Coffee cherry is sweet and sugary with lots of flavour. They are usually identified when they turn red upon ripening. According to Ruyombo, they are a great for cupping in the lab with a fine aroma.
Regulatory body, Uganda Coffee Development Authority (UCDA), also encourages farmers to harvest ripe coffee cherries among the good agricultural practices.

Picking coffee
To get red cherries, picking is the preferred method of harvesting to stripping.
According to Ruyombo, four kilogrammes of red cherries can yield two kilogrammes of kibooko after drying. The same amounts to one kilogramme of kase.
“The math is simple.
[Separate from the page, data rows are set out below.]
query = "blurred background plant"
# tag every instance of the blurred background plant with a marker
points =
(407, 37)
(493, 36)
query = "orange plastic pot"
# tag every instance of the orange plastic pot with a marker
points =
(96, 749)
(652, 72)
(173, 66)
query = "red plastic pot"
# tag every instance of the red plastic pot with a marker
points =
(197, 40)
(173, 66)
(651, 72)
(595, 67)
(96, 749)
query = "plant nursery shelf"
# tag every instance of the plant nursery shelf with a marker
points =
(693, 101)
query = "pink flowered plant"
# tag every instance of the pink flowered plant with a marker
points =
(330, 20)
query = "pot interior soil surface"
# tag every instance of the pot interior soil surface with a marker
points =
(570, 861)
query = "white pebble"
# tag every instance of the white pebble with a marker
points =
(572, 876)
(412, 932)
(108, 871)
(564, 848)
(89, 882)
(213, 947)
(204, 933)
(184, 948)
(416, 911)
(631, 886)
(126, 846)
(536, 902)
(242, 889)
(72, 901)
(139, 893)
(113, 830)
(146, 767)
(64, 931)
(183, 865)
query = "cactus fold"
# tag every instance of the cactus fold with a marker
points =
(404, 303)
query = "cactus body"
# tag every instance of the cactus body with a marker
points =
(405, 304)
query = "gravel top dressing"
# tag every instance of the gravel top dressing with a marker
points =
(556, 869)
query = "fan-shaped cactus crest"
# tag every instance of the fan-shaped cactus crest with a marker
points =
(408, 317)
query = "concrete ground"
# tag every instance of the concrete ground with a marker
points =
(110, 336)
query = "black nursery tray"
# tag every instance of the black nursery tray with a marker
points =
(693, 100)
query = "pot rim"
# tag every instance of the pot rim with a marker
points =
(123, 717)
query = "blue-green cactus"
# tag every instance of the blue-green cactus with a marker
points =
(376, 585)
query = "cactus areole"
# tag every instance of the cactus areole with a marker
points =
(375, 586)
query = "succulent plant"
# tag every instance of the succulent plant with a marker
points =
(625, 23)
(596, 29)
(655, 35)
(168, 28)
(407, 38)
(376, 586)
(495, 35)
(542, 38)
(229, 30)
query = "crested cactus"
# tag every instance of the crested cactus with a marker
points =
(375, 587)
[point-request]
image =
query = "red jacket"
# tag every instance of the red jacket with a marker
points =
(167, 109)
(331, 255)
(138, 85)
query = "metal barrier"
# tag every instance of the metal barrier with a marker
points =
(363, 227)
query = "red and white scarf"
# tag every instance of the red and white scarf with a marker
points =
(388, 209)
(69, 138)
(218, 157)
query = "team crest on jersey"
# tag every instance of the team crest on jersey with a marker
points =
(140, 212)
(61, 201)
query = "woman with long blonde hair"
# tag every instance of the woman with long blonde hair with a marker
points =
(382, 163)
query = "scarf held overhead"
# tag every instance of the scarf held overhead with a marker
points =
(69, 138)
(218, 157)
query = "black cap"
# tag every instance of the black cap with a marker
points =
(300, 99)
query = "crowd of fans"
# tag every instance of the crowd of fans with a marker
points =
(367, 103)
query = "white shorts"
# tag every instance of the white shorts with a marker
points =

The only effort one needs is during picking but you end up saving a lot of time,” Ruyombo explains.

This cumbersome process begins after green, unripe cherries from Arabica coffee plants have turned red, signalling pristine harvesting conditions.
Ruyombo says this is quite tiresome but rewarding. Some farmers though still prefer stripping but he explains that bad cherries, some still young can be harvested leading to unwanted losses.
After picking, the coffee should be sold to a wet mill as fast as possible not exceeding 48 hours.

“Normally, for coffee that is harvested in the morning should be delivered in the evening to the wet mill,” says Ruyombo.
In the event the farmer fails to deliver, Ruyombo advises the cherries should be laid on tarpaulins where no heat can be generated or be kept in water, which he recommends as the best option.
When coffee is sold instantly from the garden, it removes storage costs and risks, it also eliminates labour costs related to drying and security as well as other costs such as spending on tarpaulins.
“This means a farmer earns more with several costs eliminated,” Ruyombo, a coffee expert, says.

In terms of money, the rewards are immense. Ugacof buys a kilogramme at the wet mill for Shs1,100 while most middlemen buy between Shs900 and 1,000. But considering the fact that exporters are paid between Shs4,300 and Shs5,000 for a kilogramme of kase, it is more beneficial to sell red cherries. Coffee drying not only piles up costs, it comes with related challenges to the quality of the bean. According to Ruyombo, there are high chances of moulding which brings the risk of aflatoxins.

Challenge
But getting red cherries is dependent on the availability of wet mills. These are however not present in most parts of the country.
In Kiganda Sub-county in Mubende District, for instance, Patrick Kwanuka, who grows coffee on most of his 10 acres of land says they only have the option of selling dried coffee.“For all the time I have grown coffee, I have never sold red cherries,” the 70-year-old says.

Most of the coffee in the area is bought either by middlemen or processors who remove the husks before they can sell to other buyers such as Ugacof. Other buyers including Starbucks still cherish sun dried coffee although they encourage meticulous handpicking of optimally ripened cherries. In some areas, though, changing farmer’s perceptions on coffee picking rather than stripping is limiting the extent of obtaining red cherries.
“But if farmers embrace picking red cherries, a lot of obstacles in the coffee value chain can be overcome. There is an urgent need to have more wet mills across the country in order to be able to sell uncompromised coffee on the world market,” Ruyombo sums up.